Appropriate null hypothesis for a two-stage regression

Hi – thanks everyone for your help in advance. I’m working on a two-stage regression, in which a coefficient from the first regression is used as an independent variable for the second regression. Both regressions turn out significant, but I have no idea what that proves, since the hypothesis tests are mis-specified.

1st stage (simplified): y = a + bx (where a and b are normal regression coefficients)
2nd stage: y = c + dzb (where c and d are normal regression coefficients, z is new data, and b is the coefficient from the 1st stage.)

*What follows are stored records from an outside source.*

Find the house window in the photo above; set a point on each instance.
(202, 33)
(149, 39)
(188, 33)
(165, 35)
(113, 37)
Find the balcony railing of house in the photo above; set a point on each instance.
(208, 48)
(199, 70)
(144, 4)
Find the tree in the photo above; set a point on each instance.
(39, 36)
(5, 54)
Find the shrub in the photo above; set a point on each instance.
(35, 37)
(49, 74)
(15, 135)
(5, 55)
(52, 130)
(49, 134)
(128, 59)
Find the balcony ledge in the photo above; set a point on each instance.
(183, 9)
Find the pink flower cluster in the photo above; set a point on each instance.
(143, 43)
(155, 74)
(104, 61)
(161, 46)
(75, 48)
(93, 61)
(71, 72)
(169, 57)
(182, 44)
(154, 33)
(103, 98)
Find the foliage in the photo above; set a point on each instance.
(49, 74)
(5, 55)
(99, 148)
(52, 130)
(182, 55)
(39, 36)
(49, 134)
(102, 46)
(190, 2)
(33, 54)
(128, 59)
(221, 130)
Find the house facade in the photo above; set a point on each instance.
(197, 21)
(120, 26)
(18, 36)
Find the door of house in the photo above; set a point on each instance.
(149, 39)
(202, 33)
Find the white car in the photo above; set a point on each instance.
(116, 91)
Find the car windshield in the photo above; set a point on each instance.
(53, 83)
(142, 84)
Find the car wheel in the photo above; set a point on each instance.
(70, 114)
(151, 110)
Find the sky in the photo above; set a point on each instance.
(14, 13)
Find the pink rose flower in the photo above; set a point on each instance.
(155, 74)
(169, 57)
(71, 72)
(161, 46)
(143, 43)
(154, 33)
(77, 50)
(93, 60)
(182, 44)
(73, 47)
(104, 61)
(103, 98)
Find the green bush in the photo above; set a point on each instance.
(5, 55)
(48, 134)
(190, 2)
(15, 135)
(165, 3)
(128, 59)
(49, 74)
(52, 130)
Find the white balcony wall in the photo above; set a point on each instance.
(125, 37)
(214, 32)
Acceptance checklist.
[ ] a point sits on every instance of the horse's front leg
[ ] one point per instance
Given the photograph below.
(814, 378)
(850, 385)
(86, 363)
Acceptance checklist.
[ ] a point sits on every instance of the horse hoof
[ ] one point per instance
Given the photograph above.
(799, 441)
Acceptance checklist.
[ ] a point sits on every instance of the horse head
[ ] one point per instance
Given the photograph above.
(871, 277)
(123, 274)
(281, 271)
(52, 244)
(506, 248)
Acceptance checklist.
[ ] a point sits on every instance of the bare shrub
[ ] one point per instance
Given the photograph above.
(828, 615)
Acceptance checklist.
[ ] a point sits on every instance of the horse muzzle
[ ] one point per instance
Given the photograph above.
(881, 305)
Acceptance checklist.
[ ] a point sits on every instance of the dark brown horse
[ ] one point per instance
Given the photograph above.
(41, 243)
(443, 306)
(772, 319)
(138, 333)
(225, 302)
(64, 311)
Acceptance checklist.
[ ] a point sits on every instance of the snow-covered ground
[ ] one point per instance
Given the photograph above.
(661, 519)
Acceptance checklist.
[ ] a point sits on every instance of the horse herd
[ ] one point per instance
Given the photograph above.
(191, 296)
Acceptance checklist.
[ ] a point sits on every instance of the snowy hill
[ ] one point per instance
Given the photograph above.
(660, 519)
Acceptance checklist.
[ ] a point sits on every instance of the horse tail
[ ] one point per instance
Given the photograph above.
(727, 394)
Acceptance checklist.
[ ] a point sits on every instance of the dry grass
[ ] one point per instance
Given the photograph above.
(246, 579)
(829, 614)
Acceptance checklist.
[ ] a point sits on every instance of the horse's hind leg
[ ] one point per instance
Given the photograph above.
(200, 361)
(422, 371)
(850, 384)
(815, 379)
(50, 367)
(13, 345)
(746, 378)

The null hypotheses, as specified, are b = 0 and d = 0. However, I strongly suspect the following regression is significant: y = c + dz – which would lead to a tautological conclusion. It seems that the implicit hypothesis test is that b is actually adding any information to the regression. Perhaps the appropriate test would be b = k, where k is a constant – or perhaps that would just be a precondition, I’m not sure. If this were a more normal regression, an F test would be appropriate, but we can’t separate b from z here under the assumptions of that test.

I need to be able to make my comments in the most concise way possible – ideally with cites to back up my point. This isn’t going to look good for my boss, and in any case he can point to peer-reviewed studies that take this same problematic approach. Such are the standards in financial statistics. I'm pretty sure I haven't oversimplified this in any significant way.